Learning Route Nicaragua

‘Passion rebuilds the world for the youth. It makes all things alive and significant.’ -
Ralph Waldo Emerson

Advantages, challenges and lessons learned from Latin America’s young rural talents

By Adolfo Castrillo

As we continued on our learning route in Nicaragua, the passion and potential of youth took the forefront. 

This learning space was presented to us by Procasur with the support of the Ministry of Family Economy, the implementing agency for the IFAD-funded PROCAVAL and PRODOSEC projects that we visited along the route. 

Some questions come to mind from the interesting discussions fostered along the way. How can we empower young rural talents to rebuild our world? How can we invest resources, know-how and manpower to ensure long-term sustainability, peace and progress?

First off, we must understand the context that frames the issue. According to Procasur, there are 120 million young people in Latin America and the Caribbean today, if we define “youth” as people between 15 and 29. Of these, about 30 million live in rural areas, with boys outnumbering girls (53 to 47 per cent). In the countryside as a whole, young people comprise about 25 per cent of the population today.

Their access to opportunities, education, assets and the such will be a deciding factor in the future of food security, economic development and environmental sustainability not just in Latin America but across the globe.

The stakes are high, indeed. As we learned during the presentations by Procasur and from the young people themselves, besides having an abundance of passion, energy and ambition, there is a competitive advantage of this new generation of rural talents. If we look at the region as a whole, young people have higher levels of education than their parents, they know how to use new technology and are open to innovation.

Perhaps most importantly, young people stand at a crossroads. In the next few years, these rural talents will choose to stay in their communities, leave for the bigger cities (or mid-sized rural hubs that are growing exponentially in the region). They will decide to follow the road of peace and inclusion into the society as a whole or they will fall into a non-virtuous cycle attached to the drug trade, gangs and easy money.

It’s not going to be easy making these choices. And while there are numerous comparative advantages to being young, there are tons of disadvantages, too. 

With complex inheritance systems and relatively high levels of population growth, we simply don’t have the land, assets, institutions or policies in place to empower these youth.

If we continue on the path we are on today, most of Latin America’s young people will remain an invisible majority. 

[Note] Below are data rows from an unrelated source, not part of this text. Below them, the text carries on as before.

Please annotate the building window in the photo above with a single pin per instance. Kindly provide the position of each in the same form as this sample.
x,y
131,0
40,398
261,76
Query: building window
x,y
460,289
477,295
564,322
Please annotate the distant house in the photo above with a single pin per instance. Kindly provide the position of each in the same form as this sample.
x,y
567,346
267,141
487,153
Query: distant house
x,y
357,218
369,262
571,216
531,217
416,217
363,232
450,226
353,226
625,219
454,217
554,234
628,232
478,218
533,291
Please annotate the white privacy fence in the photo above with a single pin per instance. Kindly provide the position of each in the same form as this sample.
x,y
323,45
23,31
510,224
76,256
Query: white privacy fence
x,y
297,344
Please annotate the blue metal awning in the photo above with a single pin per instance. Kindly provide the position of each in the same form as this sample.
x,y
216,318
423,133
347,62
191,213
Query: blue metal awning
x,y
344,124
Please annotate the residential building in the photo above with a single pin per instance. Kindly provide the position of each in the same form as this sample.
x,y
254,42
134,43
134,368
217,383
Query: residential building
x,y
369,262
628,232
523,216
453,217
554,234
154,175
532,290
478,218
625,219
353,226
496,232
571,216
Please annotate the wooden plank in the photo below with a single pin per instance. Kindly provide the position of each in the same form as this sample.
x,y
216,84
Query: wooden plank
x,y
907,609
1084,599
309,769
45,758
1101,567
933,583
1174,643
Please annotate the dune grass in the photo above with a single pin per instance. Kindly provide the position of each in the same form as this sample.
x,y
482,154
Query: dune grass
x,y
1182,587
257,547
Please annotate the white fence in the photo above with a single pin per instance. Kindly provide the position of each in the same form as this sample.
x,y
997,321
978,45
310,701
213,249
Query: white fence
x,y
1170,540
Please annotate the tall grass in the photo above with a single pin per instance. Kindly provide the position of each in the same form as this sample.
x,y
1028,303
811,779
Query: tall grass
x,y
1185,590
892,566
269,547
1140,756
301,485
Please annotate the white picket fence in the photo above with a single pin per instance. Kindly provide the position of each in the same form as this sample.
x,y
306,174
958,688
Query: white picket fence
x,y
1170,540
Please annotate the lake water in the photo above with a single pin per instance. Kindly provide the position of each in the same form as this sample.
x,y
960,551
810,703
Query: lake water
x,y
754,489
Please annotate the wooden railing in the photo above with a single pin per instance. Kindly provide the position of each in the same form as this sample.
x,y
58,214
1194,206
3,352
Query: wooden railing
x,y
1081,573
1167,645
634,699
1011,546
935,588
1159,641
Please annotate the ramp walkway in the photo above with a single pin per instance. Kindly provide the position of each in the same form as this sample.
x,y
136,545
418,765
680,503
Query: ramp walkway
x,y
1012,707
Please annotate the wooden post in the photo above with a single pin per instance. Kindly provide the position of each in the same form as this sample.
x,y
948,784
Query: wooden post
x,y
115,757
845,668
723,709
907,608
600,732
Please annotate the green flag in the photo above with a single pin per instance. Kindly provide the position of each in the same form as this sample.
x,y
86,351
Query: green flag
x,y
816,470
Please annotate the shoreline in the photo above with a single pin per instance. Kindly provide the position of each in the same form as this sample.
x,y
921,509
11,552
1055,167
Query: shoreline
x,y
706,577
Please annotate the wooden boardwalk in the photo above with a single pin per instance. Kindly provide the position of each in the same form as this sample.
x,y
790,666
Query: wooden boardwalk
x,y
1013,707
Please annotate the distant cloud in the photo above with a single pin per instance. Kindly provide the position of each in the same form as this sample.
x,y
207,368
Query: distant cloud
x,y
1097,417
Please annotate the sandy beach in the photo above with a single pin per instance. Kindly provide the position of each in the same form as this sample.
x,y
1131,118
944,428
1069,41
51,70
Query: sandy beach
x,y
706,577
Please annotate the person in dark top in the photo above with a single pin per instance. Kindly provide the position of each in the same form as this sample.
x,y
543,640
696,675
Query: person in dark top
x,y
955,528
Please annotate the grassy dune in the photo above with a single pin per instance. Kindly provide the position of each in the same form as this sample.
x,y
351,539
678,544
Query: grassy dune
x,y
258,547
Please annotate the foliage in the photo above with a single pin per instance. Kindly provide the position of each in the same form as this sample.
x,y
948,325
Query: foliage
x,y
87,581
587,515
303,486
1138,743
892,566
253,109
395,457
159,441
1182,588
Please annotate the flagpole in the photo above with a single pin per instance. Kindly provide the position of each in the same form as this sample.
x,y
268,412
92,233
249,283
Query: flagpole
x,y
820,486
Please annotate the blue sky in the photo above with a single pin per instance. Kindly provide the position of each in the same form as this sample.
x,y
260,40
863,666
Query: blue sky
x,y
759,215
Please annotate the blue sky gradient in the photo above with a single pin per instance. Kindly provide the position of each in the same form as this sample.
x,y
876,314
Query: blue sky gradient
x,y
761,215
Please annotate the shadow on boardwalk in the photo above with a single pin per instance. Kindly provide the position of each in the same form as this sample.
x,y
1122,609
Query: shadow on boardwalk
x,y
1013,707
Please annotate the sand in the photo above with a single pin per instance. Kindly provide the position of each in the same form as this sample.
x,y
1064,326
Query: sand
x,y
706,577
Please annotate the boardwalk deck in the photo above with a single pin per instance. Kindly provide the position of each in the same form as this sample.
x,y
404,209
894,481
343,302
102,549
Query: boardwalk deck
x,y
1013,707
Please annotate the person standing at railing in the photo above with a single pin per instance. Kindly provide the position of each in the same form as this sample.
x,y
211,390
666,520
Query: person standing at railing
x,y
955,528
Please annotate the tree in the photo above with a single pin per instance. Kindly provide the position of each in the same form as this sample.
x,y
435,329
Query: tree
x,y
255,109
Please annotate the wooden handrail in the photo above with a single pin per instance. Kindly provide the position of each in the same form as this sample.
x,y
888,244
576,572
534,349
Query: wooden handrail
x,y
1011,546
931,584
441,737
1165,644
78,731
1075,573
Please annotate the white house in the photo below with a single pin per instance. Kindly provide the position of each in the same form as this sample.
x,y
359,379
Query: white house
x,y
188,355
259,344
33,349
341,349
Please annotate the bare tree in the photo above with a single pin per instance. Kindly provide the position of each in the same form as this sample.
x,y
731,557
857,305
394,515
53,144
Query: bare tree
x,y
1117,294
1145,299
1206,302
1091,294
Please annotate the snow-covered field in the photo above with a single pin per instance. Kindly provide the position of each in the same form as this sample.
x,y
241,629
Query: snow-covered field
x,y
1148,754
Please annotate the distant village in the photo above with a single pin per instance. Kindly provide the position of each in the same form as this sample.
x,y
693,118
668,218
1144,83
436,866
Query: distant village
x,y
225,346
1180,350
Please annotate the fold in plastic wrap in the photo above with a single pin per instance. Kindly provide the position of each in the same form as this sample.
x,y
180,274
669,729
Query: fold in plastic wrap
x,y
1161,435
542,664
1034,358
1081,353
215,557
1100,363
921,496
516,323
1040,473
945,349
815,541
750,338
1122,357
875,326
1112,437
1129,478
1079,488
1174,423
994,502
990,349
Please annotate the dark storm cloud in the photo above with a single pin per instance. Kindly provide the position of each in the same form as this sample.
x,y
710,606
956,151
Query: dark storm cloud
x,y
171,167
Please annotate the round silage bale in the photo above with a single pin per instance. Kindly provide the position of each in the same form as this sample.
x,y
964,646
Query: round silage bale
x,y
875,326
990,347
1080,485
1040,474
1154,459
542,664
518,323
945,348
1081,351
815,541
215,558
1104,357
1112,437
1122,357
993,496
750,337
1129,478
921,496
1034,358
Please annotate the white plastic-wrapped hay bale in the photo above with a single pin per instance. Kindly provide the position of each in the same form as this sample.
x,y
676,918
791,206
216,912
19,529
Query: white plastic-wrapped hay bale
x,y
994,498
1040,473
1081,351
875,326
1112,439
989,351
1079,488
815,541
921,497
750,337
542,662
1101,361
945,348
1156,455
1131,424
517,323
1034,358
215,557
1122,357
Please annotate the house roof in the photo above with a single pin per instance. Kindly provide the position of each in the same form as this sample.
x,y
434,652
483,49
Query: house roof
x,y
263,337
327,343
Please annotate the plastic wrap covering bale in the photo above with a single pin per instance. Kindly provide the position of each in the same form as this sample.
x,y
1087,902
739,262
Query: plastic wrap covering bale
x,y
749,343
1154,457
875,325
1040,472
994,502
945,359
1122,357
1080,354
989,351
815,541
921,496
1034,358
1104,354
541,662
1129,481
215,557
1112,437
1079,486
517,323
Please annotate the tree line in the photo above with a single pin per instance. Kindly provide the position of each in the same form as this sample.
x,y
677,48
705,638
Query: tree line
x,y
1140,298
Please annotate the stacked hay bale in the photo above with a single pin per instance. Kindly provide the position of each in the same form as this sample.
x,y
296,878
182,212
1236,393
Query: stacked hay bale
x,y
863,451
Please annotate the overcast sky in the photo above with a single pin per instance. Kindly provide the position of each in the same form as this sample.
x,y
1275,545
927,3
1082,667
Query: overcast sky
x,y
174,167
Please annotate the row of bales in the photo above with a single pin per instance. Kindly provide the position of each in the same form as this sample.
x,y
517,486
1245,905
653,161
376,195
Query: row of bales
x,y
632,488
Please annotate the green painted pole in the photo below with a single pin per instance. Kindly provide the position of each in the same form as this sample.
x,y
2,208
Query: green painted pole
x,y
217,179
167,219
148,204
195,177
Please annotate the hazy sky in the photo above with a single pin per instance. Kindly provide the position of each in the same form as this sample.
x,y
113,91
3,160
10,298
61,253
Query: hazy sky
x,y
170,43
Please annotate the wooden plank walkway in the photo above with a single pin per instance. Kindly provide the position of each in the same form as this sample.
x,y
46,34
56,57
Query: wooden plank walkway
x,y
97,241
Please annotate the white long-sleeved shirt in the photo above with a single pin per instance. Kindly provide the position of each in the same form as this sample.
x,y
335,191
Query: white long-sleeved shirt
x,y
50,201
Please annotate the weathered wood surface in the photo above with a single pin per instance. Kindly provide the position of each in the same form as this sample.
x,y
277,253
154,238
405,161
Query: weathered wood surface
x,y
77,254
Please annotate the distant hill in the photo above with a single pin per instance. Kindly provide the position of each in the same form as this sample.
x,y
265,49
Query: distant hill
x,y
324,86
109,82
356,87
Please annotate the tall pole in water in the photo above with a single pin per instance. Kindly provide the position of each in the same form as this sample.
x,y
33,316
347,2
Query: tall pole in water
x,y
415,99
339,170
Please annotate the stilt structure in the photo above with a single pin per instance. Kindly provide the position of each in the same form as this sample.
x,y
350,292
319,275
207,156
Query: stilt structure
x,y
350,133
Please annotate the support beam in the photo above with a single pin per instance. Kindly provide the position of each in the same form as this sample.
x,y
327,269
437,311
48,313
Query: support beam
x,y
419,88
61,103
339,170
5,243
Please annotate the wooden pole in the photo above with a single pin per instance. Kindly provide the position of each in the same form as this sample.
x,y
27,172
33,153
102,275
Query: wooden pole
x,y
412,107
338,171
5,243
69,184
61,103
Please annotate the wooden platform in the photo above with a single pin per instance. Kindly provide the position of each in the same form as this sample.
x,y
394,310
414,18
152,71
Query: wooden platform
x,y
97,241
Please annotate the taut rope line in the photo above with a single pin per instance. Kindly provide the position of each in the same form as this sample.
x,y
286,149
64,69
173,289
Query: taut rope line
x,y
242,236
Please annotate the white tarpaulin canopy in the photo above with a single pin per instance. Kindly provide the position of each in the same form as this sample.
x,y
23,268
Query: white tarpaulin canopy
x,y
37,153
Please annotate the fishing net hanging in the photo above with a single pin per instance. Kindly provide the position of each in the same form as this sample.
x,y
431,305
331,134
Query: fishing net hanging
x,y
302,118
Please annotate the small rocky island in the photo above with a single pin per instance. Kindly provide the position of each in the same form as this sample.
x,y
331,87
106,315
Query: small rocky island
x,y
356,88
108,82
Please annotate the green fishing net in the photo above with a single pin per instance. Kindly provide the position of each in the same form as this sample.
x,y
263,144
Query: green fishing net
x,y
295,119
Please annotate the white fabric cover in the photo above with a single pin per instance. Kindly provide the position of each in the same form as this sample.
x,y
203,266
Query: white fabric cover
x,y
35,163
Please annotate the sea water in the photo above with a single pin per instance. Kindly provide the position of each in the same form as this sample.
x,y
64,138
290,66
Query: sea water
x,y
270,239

So what can we do to make it better? 

Four clear themes are emerging from this Learning Route and our work with youth in the region over the past several years. 

Young people need

•    Access to technical and business development assistance

•    Insertion into labor markets

•    Access to land and productive capital 

•    Access to financial services

Young Rural Enterprisers Program

The IFAD-supported Procasur Corporation is running this Learning Route along with similar learning spaces across the Global South. Procasur started looking at rural youth in the region in 2008 with the Young Rural Talents Program. The program sought to identify problems and needs, challenges and opportunities. 

The Young Rural Enterprisers Program builds on this work, promoting innovation and focusing its energies on meeting the unique demands of today’s rural youth. The project will achieve this goal and work toward reducing rural poverty by using knowledge as a key driver for change, by fostering political dialogue and by co-financing innovative youth-run micro-enterprises. 

This venture funding will invest at least half of its resources in women-run enterprises, also providing the means to share these lessons between a new network of tomorrow’s rural leaders.